Drones Clearing a Path for Innovation

How America's largest energy company leveraged their proprietary gifts and cutting-edge drone technology to stand up a new startup in the asset inspection space.

The Challenge the challenge

In the last two decades, Exelon has become the United States’ largest operator of nuclear power plants, its largest regulated utility, and its largest electric company by revenue. Yet in 2010, Exelon faced a curveball with an unexpected natural gas boom. This posed a very real threat to the company that relied on nuclear power to make up 60% of its energy. With no corporate innovation group and a new outside force that threw their business off-balance, the company could have doubled down on routine and shied away from any risky changes. Instead, Exelon leadership chose to ignite a growth revolution and transform the traditional utility corporation into an energy company that is truly leading the way.
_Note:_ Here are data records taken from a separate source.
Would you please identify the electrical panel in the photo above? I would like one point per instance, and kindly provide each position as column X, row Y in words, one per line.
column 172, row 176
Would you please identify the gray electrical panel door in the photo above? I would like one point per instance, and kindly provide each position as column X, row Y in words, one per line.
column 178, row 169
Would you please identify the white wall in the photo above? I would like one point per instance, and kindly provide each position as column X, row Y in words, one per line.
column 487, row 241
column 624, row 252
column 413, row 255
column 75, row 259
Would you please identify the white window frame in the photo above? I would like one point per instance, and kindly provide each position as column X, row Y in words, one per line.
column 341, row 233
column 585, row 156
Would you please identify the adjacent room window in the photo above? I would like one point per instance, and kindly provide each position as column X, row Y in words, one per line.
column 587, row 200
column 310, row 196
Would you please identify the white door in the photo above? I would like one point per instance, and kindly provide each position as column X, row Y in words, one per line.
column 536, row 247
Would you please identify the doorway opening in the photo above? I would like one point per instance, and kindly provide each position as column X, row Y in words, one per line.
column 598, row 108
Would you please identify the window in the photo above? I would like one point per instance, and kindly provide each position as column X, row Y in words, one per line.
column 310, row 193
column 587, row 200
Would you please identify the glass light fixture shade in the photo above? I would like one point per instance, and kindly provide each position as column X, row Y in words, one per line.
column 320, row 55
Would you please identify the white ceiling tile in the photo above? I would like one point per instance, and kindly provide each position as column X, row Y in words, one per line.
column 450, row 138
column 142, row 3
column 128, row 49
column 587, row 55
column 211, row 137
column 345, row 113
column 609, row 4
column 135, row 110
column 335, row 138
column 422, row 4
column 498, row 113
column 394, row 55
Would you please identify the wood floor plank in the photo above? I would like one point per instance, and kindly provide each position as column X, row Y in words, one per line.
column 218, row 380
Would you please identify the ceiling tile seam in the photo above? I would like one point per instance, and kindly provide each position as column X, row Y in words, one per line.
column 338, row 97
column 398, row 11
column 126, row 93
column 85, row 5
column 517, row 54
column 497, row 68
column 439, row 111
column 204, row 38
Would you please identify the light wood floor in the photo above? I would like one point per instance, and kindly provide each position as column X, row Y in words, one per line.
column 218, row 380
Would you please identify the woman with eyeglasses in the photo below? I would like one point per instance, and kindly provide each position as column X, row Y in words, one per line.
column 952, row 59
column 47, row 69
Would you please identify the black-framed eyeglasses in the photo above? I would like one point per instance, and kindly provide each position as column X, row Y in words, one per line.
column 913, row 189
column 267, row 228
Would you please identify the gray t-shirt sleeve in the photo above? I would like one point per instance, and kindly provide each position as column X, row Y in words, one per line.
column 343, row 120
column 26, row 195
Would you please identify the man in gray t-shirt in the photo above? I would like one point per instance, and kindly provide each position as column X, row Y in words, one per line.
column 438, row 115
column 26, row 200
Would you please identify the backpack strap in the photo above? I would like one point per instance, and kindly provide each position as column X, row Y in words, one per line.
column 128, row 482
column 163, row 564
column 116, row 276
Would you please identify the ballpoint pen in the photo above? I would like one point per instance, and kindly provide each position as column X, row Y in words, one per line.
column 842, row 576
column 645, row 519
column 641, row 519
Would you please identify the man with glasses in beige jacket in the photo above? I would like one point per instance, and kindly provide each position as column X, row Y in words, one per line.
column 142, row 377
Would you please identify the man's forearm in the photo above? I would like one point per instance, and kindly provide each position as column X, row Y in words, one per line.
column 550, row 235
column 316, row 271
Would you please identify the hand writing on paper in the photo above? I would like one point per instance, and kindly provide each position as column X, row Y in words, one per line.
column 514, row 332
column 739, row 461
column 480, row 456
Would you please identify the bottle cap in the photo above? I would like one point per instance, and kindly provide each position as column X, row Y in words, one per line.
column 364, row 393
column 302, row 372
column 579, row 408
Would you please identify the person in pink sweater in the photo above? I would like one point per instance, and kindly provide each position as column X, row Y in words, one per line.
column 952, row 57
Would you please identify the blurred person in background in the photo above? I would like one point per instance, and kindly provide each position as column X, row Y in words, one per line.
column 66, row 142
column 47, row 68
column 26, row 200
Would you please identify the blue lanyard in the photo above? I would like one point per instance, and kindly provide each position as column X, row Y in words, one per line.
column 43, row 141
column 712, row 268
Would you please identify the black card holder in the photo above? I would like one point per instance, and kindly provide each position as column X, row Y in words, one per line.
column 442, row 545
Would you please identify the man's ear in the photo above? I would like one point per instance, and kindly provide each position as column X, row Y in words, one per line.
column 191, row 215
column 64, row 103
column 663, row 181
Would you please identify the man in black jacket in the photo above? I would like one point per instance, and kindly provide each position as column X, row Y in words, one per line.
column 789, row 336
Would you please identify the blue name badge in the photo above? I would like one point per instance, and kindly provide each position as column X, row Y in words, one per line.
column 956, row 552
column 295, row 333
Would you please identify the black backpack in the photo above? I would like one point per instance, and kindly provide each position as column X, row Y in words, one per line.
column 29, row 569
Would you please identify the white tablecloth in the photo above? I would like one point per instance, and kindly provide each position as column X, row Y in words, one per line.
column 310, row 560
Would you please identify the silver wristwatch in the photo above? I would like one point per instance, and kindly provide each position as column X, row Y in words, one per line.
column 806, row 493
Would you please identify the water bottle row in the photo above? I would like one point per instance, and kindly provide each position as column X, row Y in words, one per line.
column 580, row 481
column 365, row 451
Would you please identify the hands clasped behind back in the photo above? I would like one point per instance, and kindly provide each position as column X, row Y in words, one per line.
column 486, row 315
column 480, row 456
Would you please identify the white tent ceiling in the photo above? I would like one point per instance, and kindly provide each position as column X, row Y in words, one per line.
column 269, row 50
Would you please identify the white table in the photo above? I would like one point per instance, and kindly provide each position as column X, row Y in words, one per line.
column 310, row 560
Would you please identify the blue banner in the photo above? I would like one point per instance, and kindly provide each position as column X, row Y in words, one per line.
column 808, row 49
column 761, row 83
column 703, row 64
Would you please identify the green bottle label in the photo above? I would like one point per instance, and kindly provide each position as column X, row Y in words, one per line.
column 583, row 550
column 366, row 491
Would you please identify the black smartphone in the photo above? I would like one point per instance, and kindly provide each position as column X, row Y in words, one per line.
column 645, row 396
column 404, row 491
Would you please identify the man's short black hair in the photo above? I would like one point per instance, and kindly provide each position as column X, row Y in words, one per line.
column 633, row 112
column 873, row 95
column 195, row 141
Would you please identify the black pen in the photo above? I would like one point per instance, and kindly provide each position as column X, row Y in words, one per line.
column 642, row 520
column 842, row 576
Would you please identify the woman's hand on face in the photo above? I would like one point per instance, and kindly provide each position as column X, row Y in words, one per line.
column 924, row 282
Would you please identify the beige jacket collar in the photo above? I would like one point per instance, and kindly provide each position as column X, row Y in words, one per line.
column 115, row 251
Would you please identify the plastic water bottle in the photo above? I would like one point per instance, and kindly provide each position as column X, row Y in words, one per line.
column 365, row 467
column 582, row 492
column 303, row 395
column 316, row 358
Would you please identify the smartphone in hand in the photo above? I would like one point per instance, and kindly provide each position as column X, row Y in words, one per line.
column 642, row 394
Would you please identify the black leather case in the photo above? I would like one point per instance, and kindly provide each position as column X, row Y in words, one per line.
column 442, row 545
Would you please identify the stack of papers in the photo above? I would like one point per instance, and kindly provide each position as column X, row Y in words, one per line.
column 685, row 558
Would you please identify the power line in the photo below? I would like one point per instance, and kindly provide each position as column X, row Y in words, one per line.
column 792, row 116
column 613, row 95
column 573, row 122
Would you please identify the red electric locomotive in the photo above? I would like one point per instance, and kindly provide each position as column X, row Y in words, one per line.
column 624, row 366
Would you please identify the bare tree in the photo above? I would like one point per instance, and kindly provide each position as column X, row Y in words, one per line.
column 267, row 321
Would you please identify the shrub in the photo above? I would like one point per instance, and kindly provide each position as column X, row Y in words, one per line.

The Experiment the experiment

Following a discovery phase, designed to identify opportunity areas and enabling technology trends, the team landed on asset inspection. They looked into wind turbine inspection and solar farms, but the competition was fierce, and Exelon had no particular specialty in either space. So, they returned to the company’s proprietary gifts: experience with drone asset inspection, a capability to automate drone flight scripts, and its brand, scale, and reputation as a leading electric utility. If they could combine these gifts, they could hit gold.

The team had learned that flight regulations for drones are toughest in suburban and urban areas, which are densely populated. However, in rural areas, if an owner of a privately held asset gives a company permission to inspect assets with drones, the flight regulations are far less strict.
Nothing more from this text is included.